I should clarify that the point by which I judged something as massive is how fundamental it is to its design. I'm not just going off by what I don't like.
For example repetitive levels are undeniably a problem, that's a concious design choice made by the production contraints, to fix it, it takes fundamental commitment of resources from different departments. So it is a massive problem that sure you can perceive as small but that does not change its nature.
The same thing about companion customization.
I think I've been very careful in taking different tastes into consideration but I think I made it clear that the real main problem for me is just how rushed the whole thing is, this isn't a matter of thinking what is good or bad. I think even if DA2 had all the time it needed I would still like DA better because DA just gives me that BG feel which I like more.
That said it doesn't stop me from seeing a game in DA2 that could be a lot better.
I personally didn't care about companion customization… one of the most annoying things for me in the first game was always holding onto loot until I got back to camp and then trying it on everyone to see if it was 1 or 2 points better than what they had or if they had the stats for it... and that was really tiresome. I know inventory management is a huge part of the game for some people, and I'm okay with it in some games... it gets old fast when you have 8,000 pieces of more or less identical equipment dropped along the way and a carrying limit.
As someone that liked companion customization I agree with your complaints. I take a lot more issue in the fact that they dropped it instead of fixing it.
I'm going to make a few assumptions now that I feel that are pretty safe to make.
I think the aspects people probably enjoy about character custumization is having agency over the change of your companions.
Now the two big things are of course visual change and than a change in power. What I feel prevents a lot of people from enjoying those two is probably the fiddly nature of stuff and rummaging through endless item lists.
Now those are things that I don't think have anything to do with the fundamental feature of companion customization but more with how it was presented. I totally agree that DA had almost no payoff for customizing, those tiny 1-2 points for every upgrade are really bad. The menus for managing are oldschool clusterfuck and you have to do way to much clicking to get things done.
I'm almost sure that if you solve the problems around how info is presented to you(this I feel is one of the most important and very few rpgs have gotten it right), streamlining of how you navigate around that stuff, trying to make every upgrade feel meaningful and most important of all make them visually appealing(which probably has the most value) you'll end up with a system that I think a substantial amount of people will be happy with and maybe even like to the point of never wanting it to let go again.
And sure even the people that dislike fiddling with that sort of thing to the core I think even they could get around that if the payoff is worth it, why I think that?
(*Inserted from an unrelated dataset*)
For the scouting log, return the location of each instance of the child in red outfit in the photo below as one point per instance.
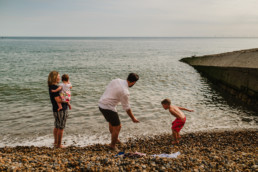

Well just looking at most mmo's or any kind of social games people do a lot of boring and annoying stuff to earn something they feel has value to them.
Sidenote: Also what was up with trash items in DA2? Had zero value, no even worse it had minus value. Instead of going with your new deisgn philosophy of trimming everything annoying out you go add trash items… A thing that just exists to force one extra click onto people to get their gold (and oh I know the design decision behind it was probably to make people feel rewarded that they are constantly looting but I've yet to meet the person that felt rewarded by that).